18. The system of claim 17, wherein generating the modified parameter tensor comprises: preserving a respective dimensional position of each non-zero element in the parameter tensor prior to generating the modified parameter tensor.

19. The system of claim 12, wherein: the parameter tensor includes a plurality of dimensions; and an opcode in the instruction indicates sparsity for a particular dimension of the plurality of dimensions.

20. The system of claim 12, wherein: the hardware accelerator is operable to process a plurality of multi-dimensional parameter tensors; and an opcode in the instruction indicates uniform sparsity across each of the plurality of multi-dimensional parameter tensors.

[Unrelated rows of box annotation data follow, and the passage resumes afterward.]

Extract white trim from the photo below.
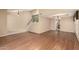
[0,30,27,37]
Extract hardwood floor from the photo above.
[0,31,79,50]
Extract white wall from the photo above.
[75,20,79,40]
[60,17,75,32]
[0,9,7,36]
[7,12,32,34]
[30,16,50,33]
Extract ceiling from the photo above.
[40,9,76,18]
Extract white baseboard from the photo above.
[0,30,27,37]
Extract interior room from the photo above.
[0,9,79,50]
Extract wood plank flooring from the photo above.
[0,31,79,50]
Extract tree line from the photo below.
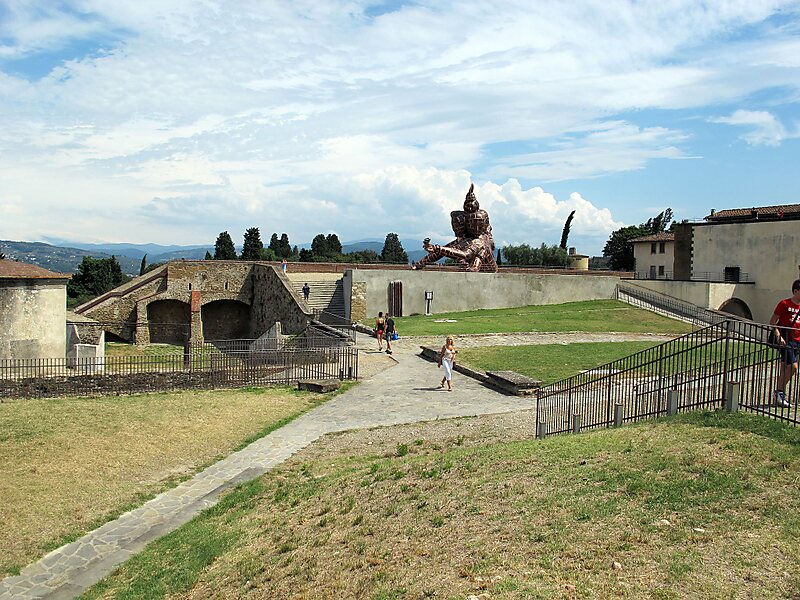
[205,227,408,264]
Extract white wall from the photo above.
[344,269,619,317]
[0,279,67,358]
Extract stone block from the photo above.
[486,371,542,396]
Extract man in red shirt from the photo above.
[769,279,800,408]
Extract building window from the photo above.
[725,267,741,283]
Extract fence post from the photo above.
[614,402,625,427]
[536,421,547,440]
[722,319,732,406]
[667,390,679,417]
[572,413,581,433]
[725,381,741,412]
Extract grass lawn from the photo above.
[0,388,350,575]
[458,342,657,385]
[396,300,692,336]
[79,413,800,599]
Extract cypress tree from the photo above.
[214,231,236,260]
[242,227,264,260]
[381,233,408,264]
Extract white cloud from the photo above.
[709,110,800,146]
[0,0,800,253]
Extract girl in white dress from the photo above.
[439,336,457,392]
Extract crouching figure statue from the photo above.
[411,184,497,273]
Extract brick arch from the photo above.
[719,298,753,320]
[146,298,192,344]
[200,298,250,340]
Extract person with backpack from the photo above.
[385,312,397,354]
[769,279,800,408]
[375,312,386,352]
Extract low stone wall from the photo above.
[343,268,620,321]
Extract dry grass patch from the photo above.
[0,388,338,574]
[81,414,800,599]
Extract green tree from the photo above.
[503,243,568,267]
[343,250,380,264]
[311,233,329,256]
[67,256,128,306]
[603,225,652,271]
[644,208,672,233]
[242,227,264,260]
[267,233,280,256]
[559,210,575,250]
[325,233,342,258]
[278,233,292,259]
[259,246,280,261]
[603,208,672,271]
[297,248,314,262]
[214,231,236,260]
[381,233,408,264]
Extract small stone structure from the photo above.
[0,260,70,359]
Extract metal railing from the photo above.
[0,339,358,398]
[616,282,736,327]
[536,319,800,437]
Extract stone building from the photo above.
[630,231,675,279]
[75,260,310,344]
[634,204,800,322]
[0,260,70,359]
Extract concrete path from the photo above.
[0,336,535,600]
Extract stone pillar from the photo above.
[133,302,150,345]
[189,290,203,342]
[349,281,368,323]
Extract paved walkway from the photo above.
[0,336,535,600]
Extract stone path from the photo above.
[0,336,535,600]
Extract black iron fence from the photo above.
[0,338,358,398]
[536,319,800,437]
[616,282,736,327]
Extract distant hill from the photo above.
[0,238,438,275]
[0,240,141,275]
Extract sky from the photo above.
[0,0,800,255]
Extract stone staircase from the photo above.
[292,275,346,317]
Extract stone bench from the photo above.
[297,379,342,394]
[486,371,542,396]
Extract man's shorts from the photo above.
[781,340,800,365]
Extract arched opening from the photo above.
[147,300,192,344]
[719,298,753,319]
[200,300,250,341]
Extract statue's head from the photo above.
[450,210,467,237]
[464,183,481,212]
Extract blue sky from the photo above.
[0,0,800,254]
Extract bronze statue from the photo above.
[411,184,497,273]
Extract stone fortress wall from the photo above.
[75,261,310,344]
[0,276,67,359]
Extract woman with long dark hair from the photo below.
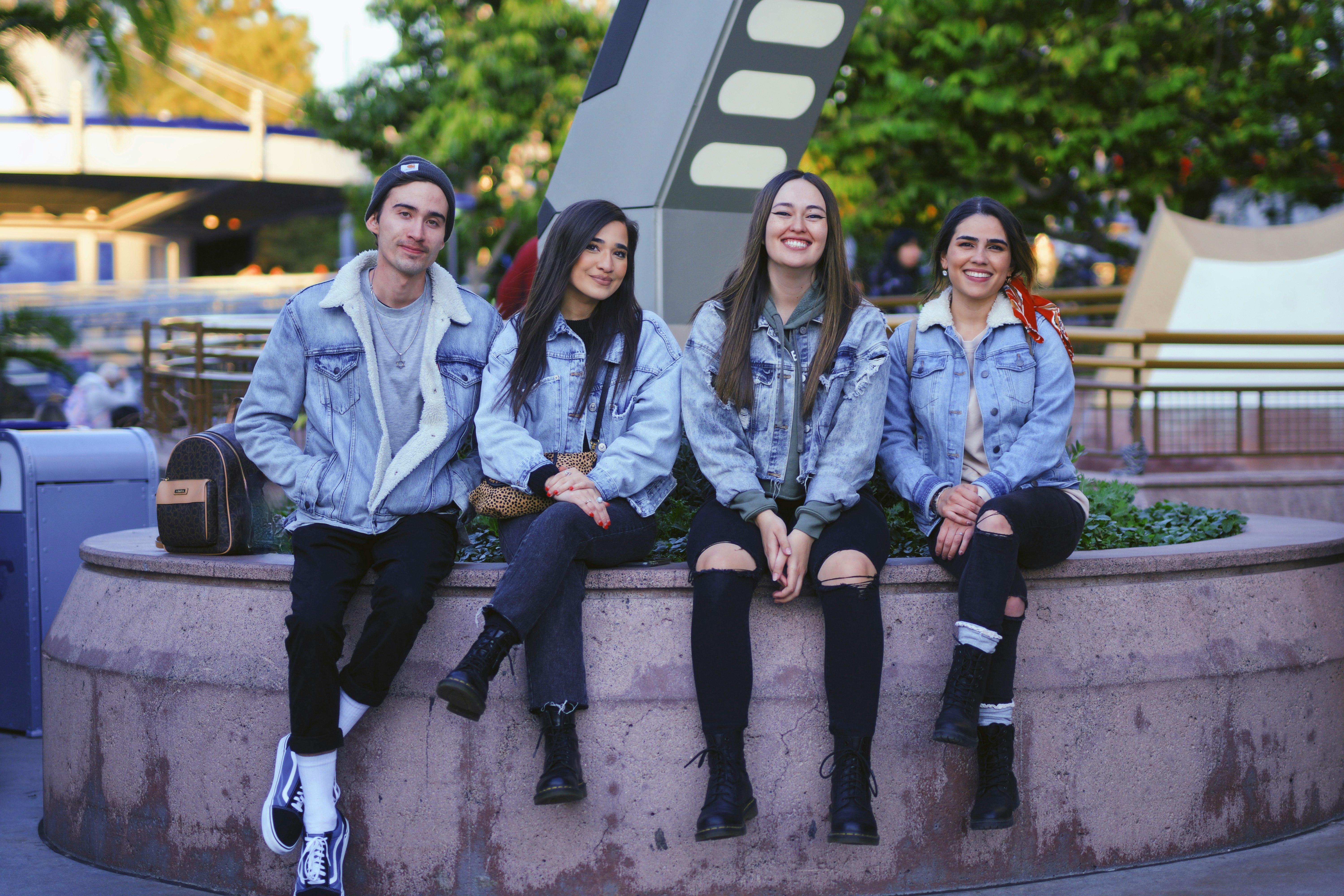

21. The system of claim 12, wherein the first memory is: a scratchpad memory of the hardware accelerator; and configured to store inputs and activations processed at the neural network layer.

22. The system of claim 21, wherein the second memory comprises a plurality of single instruction, multiple data (SIMD) registers and the operations further comprise: storing the mapping vector at a first address of an SIMD register; and storing the set of compressed sparse parameters at a second, different address of the SIMD register.

23. A non-transitory machine-readable storage medium for storing instructions that are executable by a processing device of a hardware accelerator configured to implement a neural network, wherein execution of the instructions causes performance of operations comprising: deriving, from a parameter tensor, a set of compressed sparse parameters; generating a mapping vector based on the set of compressed sparse parameters; processing an instruction indicating a sparse computation to be performed using the compressed sparse parameters based on a sparsity of the parameter tensor; obtaining, based on the instruction, i) an input vector from a first memory of the hardware accelerator and ii) the compressed sparse parameters from a second memory of the hardware accelerator; and performing the sparse computation to process the input vector through a layer of the neural network using the mapping vector and the set of compressed sparse parameters.

24. A method performed using a hardware accelerator that implements a neural network comprising a plurality of neural network layers, the method comprising: receiving an instruction for a compute tile of the hardware accelerator, the instruction being executable at the compute tile to cause performance of operations comprising: identifying an opcode in the instruction that indicates sparsity of the parameter tensor; loading a set of compressed sparse parameters based on weight values derived from a parameter tensor that specifies a plurality of weights for a layer of the neural network; loading a mapping vector that is generated based on the set of compressed sparse parameters; obtaining, based on the opcode, i) an input vector from a first memory of the hardware accelerator and ii) the set of compressed sparse parameters from a second memory of the hardware accelerator; and processing, based on the mapping vector, the input vector through the layer of the neural network using the set of compressed sparse parameters.